No âmbito ambiental, a obra se posiciona dentro dos padrões da Certificação Edifício Sustentável (CES). A madeira cumpre aqui um duplo papel. Por um lado, atua como material estrutural. Por outro, contribui para a redução de emissões, ao armazenar carbono durante sua vida útil. A isso se soma uma diminuição na geração de resíduos.
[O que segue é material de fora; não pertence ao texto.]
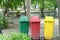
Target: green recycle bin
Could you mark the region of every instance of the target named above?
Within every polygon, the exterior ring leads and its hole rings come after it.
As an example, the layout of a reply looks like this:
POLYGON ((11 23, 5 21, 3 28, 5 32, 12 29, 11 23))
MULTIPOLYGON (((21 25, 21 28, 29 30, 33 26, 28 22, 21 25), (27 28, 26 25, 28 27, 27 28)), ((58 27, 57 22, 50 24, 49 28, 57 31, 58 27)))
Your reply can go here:
POLYGON ((27 16, 20 16, 19 19, 19 28, 20 28, 20 33, 25 33, 28 35, 29 31, 29 19, 27 16))

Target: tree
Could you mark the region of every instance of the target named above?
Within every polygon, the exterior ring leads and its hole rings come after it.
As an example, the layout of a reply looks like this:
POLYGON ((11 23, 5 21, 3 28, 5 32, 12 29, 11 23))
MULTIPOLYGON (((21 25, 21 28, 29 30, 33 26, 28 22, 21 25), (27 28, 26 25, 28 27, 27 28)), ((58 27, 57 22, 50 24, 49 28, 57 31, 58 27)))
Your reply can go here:
MULTIPOLYGON (((24 0, 0 0, 0 7, 4 9, 3 13, 3 19, 5 20, 5 16, 10 9, 17 9, 18 7, 22 6, 24 3, 24 0)), ((4 26, 5 26, 5 21, 4 21, 4 26)))

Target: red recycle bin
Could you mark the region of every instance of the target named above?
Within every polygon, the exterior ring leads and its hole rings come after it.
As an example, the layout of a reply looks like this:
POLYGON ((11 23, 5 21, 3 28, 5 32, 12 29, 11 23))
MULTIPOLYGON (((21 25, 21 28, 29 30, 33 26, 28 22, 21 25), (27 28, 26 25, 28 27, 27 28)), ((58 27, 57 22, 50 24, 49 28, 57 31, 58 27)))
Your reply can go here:
POLYGON ((32 39, 39 39, 40 38, 40 18, 39 18, 39 16, 31 17, 30 27, 31 27, 32 39))

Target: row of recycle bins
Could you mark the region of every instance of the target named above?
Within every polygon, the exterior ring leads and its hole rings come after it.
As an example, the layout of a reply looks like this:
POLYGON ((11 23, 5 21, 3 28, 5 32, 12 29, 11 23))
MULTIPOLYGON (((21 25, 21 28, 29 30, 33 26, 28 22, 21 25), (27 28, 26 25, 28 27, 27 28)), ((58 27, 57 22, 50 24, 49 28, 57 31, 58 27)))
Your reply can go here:
MULTIPOLYGON (((28 35, 29 28, 31 29, 31 38, 39 39, 40 38, 40 17, 32 16, 30 20, 27 16, 20 16, 19 19, 19 28, 20 33, 25 33, 28 35)), ((44 38, 52 39, 54 29, 54 18, 51 16, 46 16, 44 19, 44 38)))

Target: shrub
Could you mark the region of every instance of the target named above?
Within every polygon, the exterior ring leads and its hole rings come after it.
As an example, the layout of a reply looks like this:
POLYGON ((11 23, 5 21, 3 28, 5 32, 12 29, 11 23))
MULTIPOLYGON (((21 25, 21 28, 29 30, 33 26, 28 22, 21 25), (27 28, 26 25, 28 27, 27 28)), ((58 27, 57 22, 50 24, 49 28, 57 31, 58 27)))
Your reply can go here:
POLYGON ((29 36, 23 33, 11 33, 9 36, 0 35, 0 40, 31 40, 29 36))

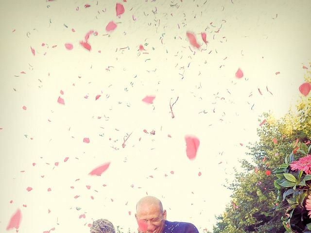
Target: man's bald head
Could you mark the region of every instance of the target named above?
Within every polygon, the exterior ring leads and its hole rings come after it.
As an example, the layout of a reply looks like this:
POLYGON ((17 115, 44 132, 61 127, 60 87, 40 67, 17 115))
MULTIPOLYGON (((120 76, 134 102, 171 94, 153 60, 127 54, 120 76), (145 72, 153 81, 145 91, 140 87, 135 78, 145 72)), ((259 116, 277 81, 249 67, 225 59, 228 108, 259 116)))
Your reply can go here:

O projeto registrou um volume de resíduos de apenas 0,06 m³/m². Esse valor representa uma redução de mais de 50% em relação a uma obra tradicional, cujos padrões oscilam entre 0,21 e 0,27 m³/m², de acordo com o Indicador de Produtividade Laboral da Construção 2025 (IPLC).

Nesse sentido, de acordo com o assinalado por Cristóbal Artigas, “o CLT foi escolhido como o ‘eixo vertebrador’ para superar os padrões da certificação CES. Surge da necessidade de cumprir com requisitos estritos de eficiência energética e qualidade ambiental desde a concepção do projeto”.

A incorporação de painéis integrados com membranas de controle de vapor e lã de rocha de alta densidade permite configurar uma envoltória com níveis muito reduzidos de infiltração de ar. A isso se soma o design de pacotes construtivos que articulam a massa do CLT com soluções isolantes de alta densidade, o que contribui para reduzir a presença de pontes térmicas e melhorar o desempenho do conjunto.